I absolutely agree with you that when it's in the urine, the risks go way up, but this certainly doesn't mean you should feel much safer just because you don't have it in your urine.

Also, many places do not ever check for GBS in pregnant women's urine.  The facility that I work doesn't (not unless you have signs of a uti) since the treatment during labor is the same regardless.  So really, most women don't know if they "just" have gbs in their vaginal colony or if it's also in their urine. 

 

I do understand that some places give IM antibiotics especially in cases where there is no time for an IV course.  I'm just saying this route isn't as effective (but it's better than nothing).  Also, I would assume that most people on this board would rather have the IV given to mom and only travel to baby indirectly, rather than have to have the baby get poked and given antibiotics directly to them because of the mother's failure to be treated. (that's just an assumption though)

 

E coli--  E. coli is a distant second in causing death from neonatal sepsis.
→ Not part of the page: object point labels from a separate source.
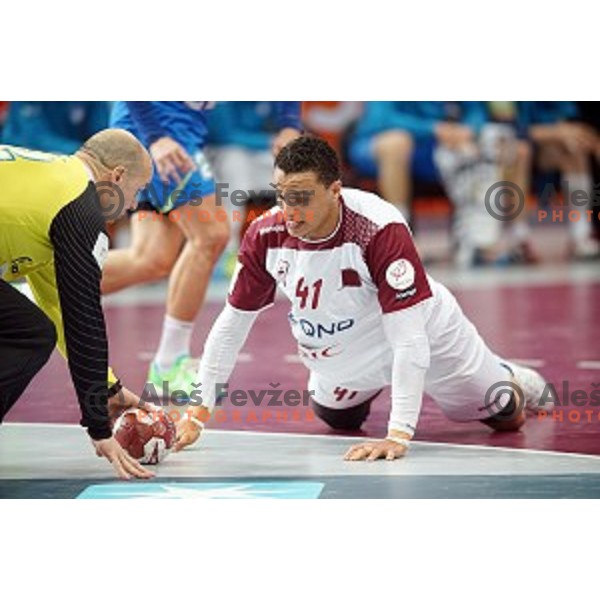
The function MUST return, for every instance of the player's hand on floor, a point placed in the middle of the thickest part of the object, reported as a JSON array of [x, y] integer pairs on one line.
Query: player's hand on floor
[[171, 159], [374, 450], [125, 466], [188, 433]]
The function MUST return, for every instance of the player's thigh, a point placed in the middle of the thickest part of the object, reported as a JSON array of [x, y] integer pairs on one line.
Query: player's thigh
[[232, 167], [155, 238], [466, 377], [340, 406]]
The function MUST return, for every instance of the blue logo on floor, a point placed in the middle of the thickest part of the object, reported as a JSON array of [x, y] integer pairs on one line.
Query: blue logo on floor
[[232, 490]]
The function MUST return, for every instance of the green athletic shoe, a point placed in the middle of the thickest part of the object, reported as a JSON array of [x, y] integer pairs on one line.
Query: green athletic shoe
[[180, 377]]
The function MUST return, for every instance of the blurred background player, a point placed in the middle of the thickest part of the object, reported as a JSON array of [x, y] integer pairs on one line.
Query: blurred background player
[[178, 230], [59, 127], [52, 217], [563, 143], [243, 138], [457, 145]]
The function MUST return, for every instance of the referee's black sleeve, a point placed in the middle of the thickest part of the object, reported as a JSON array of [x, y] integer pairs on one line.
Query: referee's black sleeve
[[80, 243]]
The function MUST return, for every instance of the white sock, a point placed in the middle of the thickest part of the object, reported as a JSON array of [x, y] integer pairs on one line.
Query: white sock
[[581, 229], [174, 342]]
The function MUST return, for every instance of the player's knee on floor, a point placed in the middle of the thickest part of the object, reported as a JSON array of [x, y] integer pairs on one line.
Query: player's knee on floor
[[343, 419], [510, 418], [153, 267]]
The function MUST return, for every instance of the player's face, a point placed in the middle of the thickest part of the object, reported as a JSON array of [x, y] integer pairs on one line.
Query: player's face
[[311, 209]]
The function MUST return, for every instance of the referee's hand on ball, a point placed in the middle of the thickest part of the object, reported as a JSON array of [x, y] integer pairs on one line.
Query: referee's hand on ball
[[125, 466], [187, 434], [374, 450]]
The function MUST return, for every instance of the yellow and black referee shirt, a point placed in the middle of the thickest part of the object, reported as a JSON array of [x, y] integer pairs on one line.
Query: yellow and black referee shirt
[[52, 232]]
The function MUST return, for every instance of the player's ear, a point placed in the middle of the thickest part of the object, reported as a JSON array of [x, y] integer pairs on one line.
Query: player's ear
[[336, 187], [118, 173]]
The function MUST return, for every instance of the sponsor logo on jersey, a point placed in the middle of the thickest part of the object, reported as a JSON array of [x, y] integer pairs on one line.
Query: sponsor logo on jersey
[[400, 275], [319, 353], [282, 270], [18, 263], [406, 294], [321, 330]]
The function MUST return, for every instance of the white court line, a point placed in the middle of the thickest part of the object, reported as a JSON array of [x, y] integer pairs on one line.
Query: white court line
[[342, 437], [292, 358], [589, 364], [243, 357]]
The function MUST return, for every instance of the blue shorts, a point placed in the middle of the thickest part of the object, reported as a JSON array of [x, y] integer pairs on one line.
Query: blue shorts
[[196, 184], [361, 153]]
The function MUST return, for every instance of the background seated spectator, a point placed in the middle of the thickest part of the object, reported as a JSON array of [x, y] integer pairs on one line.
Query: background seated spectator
[[565, 144], [394, 142], [242, 139], [456, 144], [59, 127]]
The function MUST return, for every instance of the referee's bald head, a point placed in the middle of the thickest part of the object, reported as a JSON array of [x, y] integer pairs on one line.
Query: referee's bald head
[[118, 148], [118, 160]]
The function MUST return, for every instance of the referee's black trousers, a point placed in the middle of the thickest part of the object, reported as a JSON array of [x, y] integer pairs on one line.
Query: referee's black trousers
[[27, 338]]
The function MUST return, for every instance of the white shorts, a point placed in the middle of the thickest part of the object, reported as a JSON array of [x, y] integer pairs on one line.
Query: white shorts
[[465, 377]]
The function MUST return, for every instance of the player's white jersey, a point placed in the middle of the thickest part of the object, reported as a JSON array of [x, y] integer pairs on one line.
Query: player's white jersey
[[338, 287]]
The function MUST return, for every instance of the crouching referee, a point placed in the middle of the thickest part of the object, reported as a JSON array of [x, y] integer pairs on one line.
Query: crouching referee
[[53, 211]]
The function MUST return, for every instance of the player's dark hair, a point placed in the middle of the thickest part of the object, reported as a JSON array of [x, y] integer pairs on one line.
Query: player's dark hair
[[310, 153]]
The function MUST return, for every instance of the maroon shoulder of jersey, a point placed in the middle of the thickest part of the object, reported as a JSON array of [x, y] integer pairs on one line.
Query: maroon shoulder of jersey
[[253, 287], [396, 268]]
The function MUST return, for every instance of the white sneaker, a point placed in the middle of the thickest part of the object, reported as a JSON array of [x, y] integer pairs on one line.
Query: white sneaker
[[533, 385]]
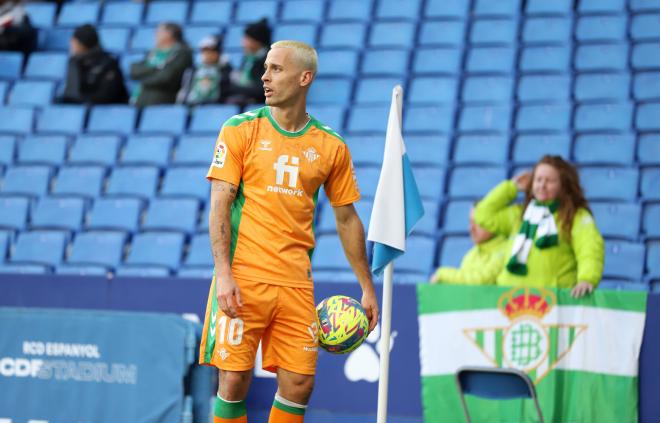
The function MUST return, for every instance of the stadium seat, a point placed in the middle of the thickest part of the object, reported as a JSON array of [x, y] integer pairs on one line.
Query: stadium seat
[[14, 216], [39, 247], [490, 60], [485, 118], [211, 12], [11, 63], [447, 33], [112, 119], [133, 181], [188, 181], [617, 220], [610, 183], [116, 214], [487, 89], [605, 149], [430, 90], [67, 120], [547, 30], [156, 249], [30, 181], [474, 182], [84, 181], [555, 59], [481, 149], [78, 13], [58, 213], [602, 87], [31, 93], [209, 119], [544, 88], [544, 117], [624, 260], [122, 13], [493, 31]]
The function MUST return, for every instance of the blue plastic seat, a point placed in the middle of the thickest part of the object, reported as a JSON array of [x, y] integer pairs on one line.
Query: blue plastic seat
[[610, 183], [16, 120], [481, 149], [83, 181], [31, 93], [14, 216], [78, 13], [187, 181], [547, 30], [624, 260], [166, 11], [39, 247], [617, 220], [545, 59], [431, 90], [474, 182], [117, 214], [448, 33], [58, 213], [601, 57], [650, 186], [156, 249], [112, 119], [392, 34], [122, 13], [211, 12], [47, 150], [485, 118], [133, 181], [494, 31], [604, 117], [26, 180], [67, 120], [613, 149], [487, 89], [209, 119]]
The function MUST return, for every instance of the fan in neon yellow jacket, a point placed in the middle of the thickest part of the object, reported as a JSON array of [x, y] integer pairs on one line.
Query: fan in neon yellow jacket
[[556, 242]]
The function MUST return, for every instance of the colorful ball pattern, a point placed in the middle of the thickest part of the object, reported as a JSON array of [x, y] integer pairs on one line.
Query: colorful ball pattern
[[343, 324]]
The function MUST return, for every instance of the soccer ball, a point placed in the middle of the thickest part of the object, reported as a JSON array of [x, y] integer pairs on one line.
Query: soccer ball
[[343, 324]]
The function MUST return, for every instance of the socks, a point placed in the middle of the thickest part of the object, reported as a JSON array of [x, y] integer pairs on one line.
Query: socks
[[285, 411], [229, 411]]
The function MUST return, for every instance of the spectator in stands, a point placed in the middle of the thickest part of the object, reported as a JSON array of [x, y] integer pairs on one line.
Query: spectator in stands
[[16, 31], [246, 84], [161, 70], [93, 76], [481, 264], [557, 243], [209, 83]]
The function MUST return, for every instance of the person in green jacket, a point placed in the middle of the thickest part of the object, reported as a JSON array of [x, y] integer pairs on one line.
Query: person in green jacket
[[555, 242], [482, 264]]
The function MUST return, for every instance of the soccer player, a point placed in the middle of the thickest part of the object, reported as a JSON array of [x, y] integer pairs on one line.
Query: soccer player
[[268, 167]]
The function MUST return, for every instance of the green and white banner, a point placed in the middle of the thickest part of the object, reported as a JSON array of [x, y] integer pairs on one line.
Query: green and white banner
[[582, 355]]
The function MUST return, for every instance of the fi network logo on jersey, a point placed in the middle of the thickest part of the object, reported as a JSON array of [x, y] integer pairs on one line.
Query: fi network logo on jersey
[[282, 169]]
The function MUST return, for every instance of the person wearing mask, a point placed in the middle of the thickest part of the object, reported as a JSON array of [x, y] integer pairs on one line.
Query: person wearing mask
[[555, 241], [159, 74], [209, 83], [93, 76]]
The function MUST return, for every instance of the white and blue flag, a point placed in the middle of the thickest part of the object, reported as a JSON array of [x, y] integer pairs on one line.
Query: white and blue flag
[[397, 206]]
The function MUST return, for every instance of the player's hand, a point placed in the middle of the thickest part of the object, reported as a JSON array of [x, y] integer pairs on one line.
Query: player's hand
[[370, 306], [582, 289], [228, 295]]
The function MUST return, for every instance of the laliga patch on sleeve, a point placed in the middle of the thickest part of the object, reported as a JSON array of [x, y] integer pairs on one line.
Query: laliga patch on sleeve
[[220, 155]]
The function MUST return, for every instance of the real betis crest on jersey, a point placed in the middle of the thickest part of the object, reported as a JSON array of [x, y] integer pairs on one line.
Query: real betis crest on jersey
[[581, 354]]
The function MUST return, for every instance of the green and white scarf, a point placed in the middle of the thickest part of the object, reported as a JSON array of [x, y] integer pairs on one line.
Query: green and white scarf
[[538, 228]]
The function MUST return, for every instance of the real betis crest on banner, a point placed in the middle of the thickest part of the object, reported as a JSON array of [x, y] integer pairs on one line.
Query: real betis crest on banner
[[582, 355]]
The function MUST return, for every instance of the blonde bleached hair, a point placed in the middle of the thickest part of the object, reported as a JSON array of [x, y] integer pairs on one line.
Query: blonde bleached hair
[[305, 53]]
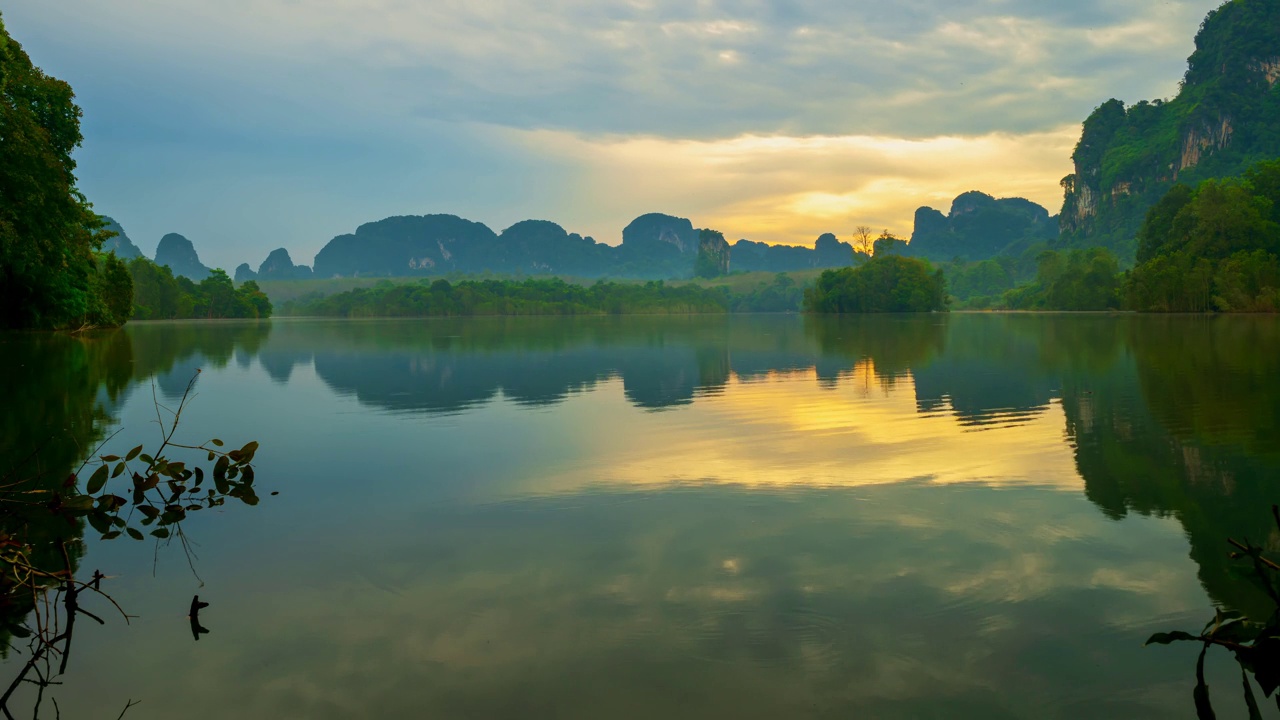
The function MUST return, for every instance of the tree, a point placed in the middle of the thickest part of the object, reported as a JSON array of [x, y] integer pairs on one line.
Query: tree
[[887, 245], [886, 283], [864, 242], [48, 229], [712, 255]]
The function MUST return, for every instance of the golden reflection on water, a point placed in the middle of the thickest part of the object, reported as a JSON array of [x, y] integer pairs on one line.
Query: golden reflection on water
[[796, 429]]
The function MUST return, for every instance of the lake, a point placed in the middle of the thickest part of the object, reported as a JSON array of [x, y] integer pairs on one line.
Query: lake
[[711, 516]]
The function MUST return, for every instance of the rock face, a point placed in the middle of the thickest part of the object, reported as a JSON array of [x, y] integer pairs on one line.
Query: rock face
[[1223, 121], [407, 245], [542, 246], [120, 244], [827, 251], [979, 227], [279, 267], [179, 254], [653, 246]]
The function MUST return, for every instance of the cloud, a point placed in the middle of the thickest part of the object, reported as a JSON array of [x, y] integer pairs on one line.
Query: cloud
[[787, 188], [672, 68], [775, 121]]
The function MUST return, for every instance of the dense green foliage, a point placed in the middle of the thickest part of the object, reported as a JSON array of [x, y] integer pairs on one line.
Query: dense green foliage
[[712, 255], [886, 283], [1078, 279], [1212, 247], [551, 296], [50, 276], [158, 295], [1225, 117]]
As the absolute numbers of sepsis deaths decrease because the absolute numbers of GBS cases goes down and the absolute number of E. coli cases remain the same, the proportion of neonatal deaths attributable to E.coli rises. That is the inevitable and entirely predictable outcome of treating the most common cause of neonatal sepsis.

 

"but despite using garlic the lab test came up positive."

 

That's because the garlic doesn't work.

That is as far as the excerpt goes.